Traditional retail is troubled, and Blackstone global head of real estate Jonathan Gray is adjusting his firm's strategy to adopt to the growing demand for e-commerce.

Across the global developed economies, online makes up between 4% and 18% of total sales, but "no matter where you are, at 4% in Italy or 18% in the U.K. online retail is still growing at 15-20% a year," the man in charge of the world's biggest real estate portfolio told participants of NYU's Schack Institute of Real Estate annual REIT symposium.

Blackstone bought nearly 600 U.S. shopping malls from Australian real estate firm Centro in 2011 for $9.4B, in what was one of the largest post-financial crisis deals at the time. The firm then sold many of those assets through a public offering in 2016.

In 2013, Blackstone paid $718M for a 29% stake in retail developer Edens. A year later, Blackstone put down nearly $2B for a 95% stake in 76 shopping centers from American Realty Capital Partners. And in 2015, Blackstone also swooped in for 49 U.S. shopping centers, paying RioCan $1.9B for its properties.

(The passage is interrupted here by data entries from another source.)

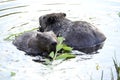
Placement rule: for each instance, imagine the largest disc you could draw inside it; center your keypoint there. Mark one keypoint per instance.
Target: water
(17, 16)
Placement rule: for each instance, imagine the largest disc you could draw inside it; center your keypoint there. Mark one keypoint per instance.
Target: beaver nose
(54, 43)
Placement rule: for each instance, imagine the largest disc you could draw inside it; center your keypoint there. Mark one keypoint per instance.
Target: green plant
(63, 52)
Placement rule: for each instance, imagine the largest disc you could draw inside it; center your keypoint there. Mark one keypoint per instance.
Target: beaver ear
(51, 20)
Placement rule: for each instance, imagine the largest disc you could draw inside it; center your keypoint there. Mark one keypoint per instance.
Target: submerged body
(36, 43)
(80, 35)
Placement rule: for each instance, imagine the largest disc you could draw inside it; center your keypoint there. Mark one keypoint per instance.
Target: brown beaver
(36, 43)
(80, 35)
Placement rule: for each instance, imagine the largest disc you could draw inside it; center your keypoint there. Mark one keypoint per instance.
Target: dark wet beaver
(80, 35)
(36, 43)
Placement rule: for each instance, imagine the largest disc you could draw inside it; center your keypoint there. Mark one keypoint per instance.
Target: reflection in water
(6, 1)
(10, 14)
(13, 7)
(25, 14)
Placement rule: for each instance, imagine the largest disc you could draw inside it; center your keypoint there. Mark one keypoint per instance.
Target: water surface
(18, 16)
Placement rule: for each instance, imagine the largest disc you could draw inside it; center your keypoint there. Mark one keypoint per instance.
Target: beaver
(36, 43)
(80, 35)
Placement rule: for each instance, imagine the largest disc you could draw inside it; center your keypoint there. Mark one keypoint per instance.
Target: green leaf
(67, 48)
(65, 56)
(13, 74)
(59, 47)
(52, 54)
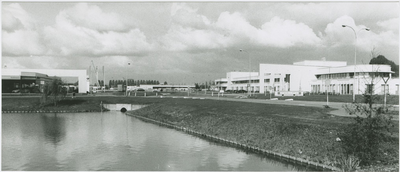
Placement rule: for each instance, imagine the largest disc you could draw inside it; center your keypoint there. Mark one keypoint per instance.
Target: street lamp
(385, 79)
(126, 90)
(249, 85)
(355, 57)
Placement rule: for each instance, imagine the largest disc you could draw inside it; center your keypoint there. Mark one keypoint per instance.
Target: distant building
(32, 80)
(167, 87)
(313, 76)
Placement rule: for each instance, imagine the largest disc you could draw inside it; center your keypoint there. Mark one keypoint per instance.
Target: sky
(192, 42)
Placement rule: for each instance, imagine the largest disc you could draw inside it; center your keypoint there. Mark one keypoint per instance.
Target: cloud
(182, 14)
(19, 33)
(14, 17)
(190, 31)
(336, 35)
(74, 34)
(92, 17)
(81, 30)
(391, 24)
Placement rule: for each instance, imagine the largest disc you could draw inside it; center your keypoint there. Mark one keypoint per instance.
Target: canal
(112, 141)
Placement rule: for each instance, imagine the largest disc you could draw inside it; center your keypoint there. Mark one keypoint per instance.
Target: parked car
(241, 91)
(140, 89)
(228, 91)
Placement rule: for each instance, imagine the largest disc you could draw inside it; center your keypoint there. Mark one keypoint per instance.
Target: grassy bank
(391, 99)
(303, 132)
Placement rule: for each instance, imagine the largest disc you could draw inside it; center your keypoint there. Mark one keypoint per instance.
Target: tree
(380, 59)
(370, 131)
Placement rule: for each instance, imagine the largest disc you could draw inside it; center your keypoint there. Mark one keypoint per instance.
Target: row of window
(275, 80)
(351, 75)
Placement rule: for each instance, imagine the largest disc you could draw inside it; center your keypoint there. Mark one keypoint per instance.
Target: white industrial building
(18, 78)
(314, 77)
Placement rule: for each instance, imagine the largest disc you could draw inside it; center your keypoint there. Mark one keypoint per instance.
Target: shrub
(349, 163)
(365, 137)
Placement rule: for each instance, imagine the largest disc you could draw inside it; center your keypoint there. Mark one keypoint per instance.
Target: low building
(29, 80)
(314, 76)
(167, 88)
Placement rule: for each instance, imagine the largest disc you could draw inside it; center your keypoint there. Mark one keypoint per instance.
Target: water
(113, 141)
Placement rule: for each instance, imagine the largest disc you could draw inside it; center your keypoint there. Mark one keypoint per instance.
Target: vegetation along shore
(305, 132)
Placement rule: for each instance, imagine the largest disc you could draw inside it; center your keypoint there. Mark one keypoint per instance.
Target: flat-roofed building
(26, 79)
(315, 76)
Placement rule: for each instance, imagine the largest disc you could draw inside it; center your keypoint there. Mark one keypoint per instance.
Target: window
(385, 89)
(287, 78)
(369, 89)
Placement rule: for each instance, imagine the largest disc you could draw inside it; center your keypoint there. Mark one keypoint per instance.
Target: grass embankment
(391, 99)
(304, 132)
(80, 104)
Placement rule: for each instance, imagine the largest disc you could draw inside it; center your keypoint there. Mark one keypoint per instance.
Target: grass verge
(303, 132)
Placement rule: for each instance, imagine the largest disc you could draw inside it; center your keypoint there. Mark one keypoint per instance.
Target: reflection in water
(53, 127)
(114, 141)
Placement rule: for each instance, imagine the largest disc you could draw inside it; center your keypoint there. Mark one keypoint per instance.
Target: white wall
(81, 74)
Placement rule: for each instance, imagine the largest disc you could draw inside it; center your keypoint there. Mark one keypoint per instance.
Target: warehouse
(314, 76)
(33, 80)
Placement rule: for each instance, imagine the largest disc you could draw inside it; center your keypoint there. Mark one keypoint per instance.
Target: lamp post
(249, 85)
(127, 82)
(385, 79)
(355, 57)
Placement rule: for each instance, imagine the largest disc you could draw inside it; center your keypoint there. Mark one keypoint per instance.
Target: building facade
(24, 79)
(317, 77)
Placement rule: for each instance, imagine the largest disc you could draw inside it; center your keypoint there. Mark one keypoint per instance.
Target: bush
(365, 137)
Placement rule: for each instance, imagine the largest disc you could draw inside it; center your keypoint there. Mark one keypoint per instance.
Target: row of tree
(204, 85)
(131, 82)
(380, 59)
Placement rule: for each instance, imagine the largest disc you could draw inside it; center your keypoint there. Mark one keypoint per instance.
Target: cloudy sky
(189, 42)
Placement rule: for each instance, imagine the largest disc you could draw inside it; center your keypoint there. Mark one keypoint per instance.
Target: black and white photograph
(200, 86)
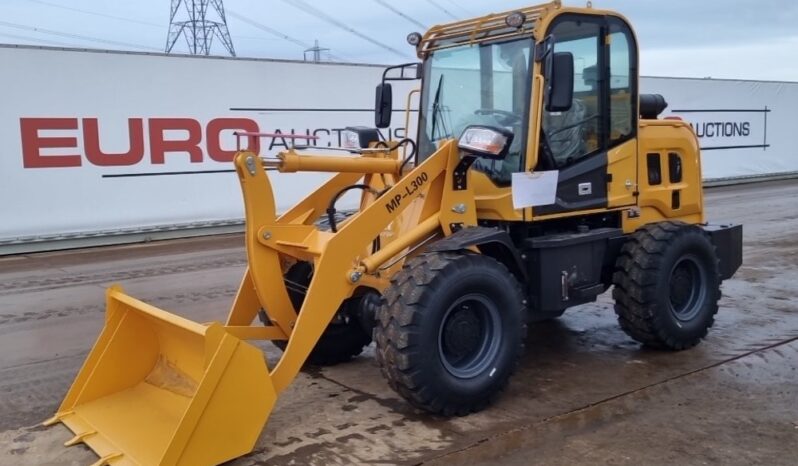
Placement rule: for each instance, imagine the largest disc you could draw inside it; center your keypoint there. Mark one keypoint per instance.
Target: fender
(492, 242)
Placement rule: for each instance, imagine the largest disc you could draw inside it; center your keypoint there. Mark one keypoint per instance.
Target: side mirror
(383, 105)
(559, 81)
(486, 141)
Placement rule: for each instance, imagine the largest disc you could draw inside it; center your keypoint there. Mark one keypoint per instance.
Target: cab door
(593, 144)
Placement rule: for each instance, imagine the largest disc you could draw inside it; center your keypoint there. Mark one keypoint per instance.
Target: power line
(94, 13)
(130, 20)
(302, 5)
(77, 36)
(461, 7)
(275, 32)
(442, 8)
(36, 39)
(400, 13)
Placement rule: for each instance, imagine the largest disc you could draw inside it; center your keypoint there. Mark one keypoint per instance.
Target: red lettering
(91, 143)
(213, 136)
(159, 146)
(32, 143)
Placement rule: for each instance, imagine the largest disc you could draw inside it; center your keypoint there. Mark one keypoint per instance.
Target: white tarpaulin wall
(102, 142)
(745, 127)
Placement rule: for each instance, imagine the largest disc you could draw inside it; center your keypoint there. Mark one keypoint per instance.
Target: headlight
(486, 141)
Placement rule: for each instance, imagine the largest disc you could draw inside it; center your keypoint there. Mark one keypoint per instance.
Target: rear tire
(343, 339)
(450, 331)
(667, 285)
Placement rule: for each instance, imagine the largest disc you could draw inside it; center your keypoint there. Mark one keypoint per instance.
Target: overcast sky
(753, 39)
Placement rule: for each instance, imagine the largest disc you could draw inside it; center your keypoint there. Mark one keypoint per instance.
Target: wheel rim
(469, 336)
(687, 286)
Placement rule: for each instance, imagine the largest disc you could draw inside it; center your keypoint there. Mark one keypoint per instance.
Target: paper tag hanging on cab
(534, 188)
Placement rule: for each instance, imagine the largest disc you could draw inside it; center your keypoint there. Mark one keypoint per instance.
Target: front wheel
(667, 285)
(450, 331)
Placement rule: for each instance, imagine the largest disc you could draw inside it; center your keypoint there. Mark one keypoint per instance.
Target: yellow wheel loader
(539, 178)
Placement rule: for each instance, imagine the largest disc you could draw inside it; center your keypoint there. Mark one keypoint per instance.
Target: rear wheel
(667, 285)
(344, 338)
(450, 331)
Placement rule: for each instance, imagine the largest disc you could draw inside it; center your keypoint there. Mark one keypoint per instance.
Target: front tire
(667, 285)
(450, 331)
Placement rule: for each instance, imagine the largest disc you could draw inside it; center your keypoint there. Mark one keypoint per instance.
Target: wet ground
(584, 393)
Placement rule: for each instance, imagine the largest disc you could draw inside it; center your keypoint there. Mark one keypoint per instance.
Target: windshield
(481, 84)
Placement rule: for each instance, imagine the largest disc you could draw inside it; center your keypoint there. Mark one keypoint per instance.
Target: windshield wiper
(436, 107)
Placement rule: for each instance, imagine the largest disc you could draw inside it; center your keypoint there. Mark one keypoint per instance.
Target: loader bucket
(158, 389)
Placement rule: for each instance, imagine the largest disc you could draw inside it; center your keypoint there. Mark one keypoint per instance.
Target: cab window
(574, 134)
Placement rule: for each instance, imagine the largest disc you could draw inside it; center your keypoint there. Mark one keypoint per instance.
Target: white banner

Blackstone plans to hold onto grocery-anchored shopping spaces, Gray said, because it is harder to dis-intermediate the low-cost delivery system of a grocery store, and selling food goods over the internet is tougher than other items.

Another retail asset Gray identified as a solid investment is infill retail. He saw the shops at Sky View Parc in the Queens neighborhood of Flushing, near New York City's third-busiest train station, as a prime opportunity. Blackstone bought the complex in 2015 for about $400M. 

However, Gray believes that retail outlets selling books, consumer electronics and office supplies face tremendous pressure from e-commerce. For most mall companies in the U.S. a large percentage of the space is in the hands of department stores, many of which are going out of business. A lot of the malls around the U.S. are still mostly apparel-based, a trend Gray said will soon be a thing of the past.

"You have to expect the amount of capital you will have to deploy into shopping centers will be more, while the rate of growth will be slower," Gray said. "I would not say doom and gloom, but certain sectors of the retail space will have to be repriced."

To adapt to retail's move online, Blackstone is investing in warehouses and logistics centers.

"There is a growing demand for industrial space," Gray said. "Industrial nationally is 5% of the real estate sector, while office is 14%. New supply for industrial is not at the level of incremental demand."

Blackstone has invested in 330M SF of industrial space all over the world. Last year Blackstone paid $1.5B for a 12M SF portfolio of mostly West Coast warehouses. Most recently the firm made an $8.6B bid for Singapore-based Global Logistics Properties.

"It is hard not to be enthusiastic about logistics," Gray said.